Foto: La secretaria de Estado del Tesoro, Emma Navarro. (EFE)
La secretaria de Estado del Tesoro, Emma Navarro. (EFE)

En la nueva economía del mundo financiero globalizado, la tensión llega primero a los mercados y después, si continúa, acaba dañando a la economía. La escalada de tensión en Cataluña provocada por la movilización de miles de ciudadanos empieza a pasar factura a los mercados. El Ibex vivió el miércoles su peor día desde el Brexit y la prima de riesgo ha escalado casi 20 puntos básicos en apenas tres sesiones, hasta superar los 133 puntos básicos, su nivel más alto desde abril. Un giro producido por la fuerte retirada de inversores, que solo ha podido compensarse con las compras del Banco Central Europeo (BCE).

El Tesoro tiene que enfrentarse hoy a este escenario adverso para realizar su primera subasta desde el referéndum del 1-O. La situación no es sencilla, no porque la rentabilidad que exija el mercado vaya a ser elevada (nada en comparación con lo que se vio durante la crisis, ya que el BCE tiene todo el mercado intervenido), sino por la preocupación que pueda generar entre los inversores el cambio de tendencia.
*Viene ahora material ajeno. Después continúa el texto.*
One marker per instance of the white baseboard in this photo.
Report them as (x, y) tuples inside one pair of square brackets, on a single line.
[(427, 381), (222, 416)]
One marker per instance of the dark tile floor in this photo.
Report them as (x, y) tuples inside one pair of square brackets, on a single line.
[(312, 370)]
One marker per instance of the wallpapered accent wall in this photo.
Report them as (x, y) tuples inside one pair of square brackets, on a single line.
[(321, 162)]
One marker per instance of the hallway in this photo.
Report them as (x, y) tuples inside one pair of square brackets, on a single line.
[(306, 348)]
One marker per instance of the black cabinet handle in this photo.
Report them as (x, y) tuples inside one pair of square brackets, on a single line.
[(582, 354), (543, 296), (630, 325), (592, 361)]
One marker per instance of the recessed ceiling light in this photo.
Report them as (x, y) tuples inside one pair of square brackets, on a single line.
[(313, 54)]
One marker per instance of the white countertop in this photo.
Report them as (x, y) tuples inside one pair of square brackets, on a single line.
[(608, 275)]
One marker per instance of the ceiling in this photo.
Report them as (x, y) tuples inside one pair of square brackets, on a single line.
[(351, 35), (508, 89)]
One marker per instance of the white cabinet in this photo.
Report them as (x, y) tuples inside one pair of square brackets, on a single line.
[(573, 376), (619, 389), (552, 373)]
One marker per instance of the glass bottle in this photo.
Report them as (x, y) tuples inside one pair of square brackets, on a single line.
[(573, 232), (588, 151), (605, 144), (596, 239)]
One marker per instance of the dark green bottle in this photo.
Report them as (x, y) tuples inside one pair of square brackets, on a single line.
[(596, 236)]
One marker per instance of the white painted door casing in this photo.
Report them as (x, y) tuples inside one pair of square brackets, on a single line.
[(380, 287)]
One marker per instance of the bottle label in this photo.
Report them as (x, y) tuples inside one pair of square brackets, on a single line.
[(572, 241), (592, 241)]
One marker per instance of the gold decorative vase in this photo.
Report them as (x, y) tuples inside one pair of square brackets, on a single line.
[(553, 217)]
El propio Banco de España señalaba hasta hace una semana que las tensiones en la prima de riesgo anticipan los problemas económicos y que, como hasta ese momento no se había visto nada, no había por qué preocuparse. La emisión de hoy del Tesoro ya reflejará las dudas de los inversores, lo que generará más incertidumbre y, además, un mayor coste en intereses para todos los españoles.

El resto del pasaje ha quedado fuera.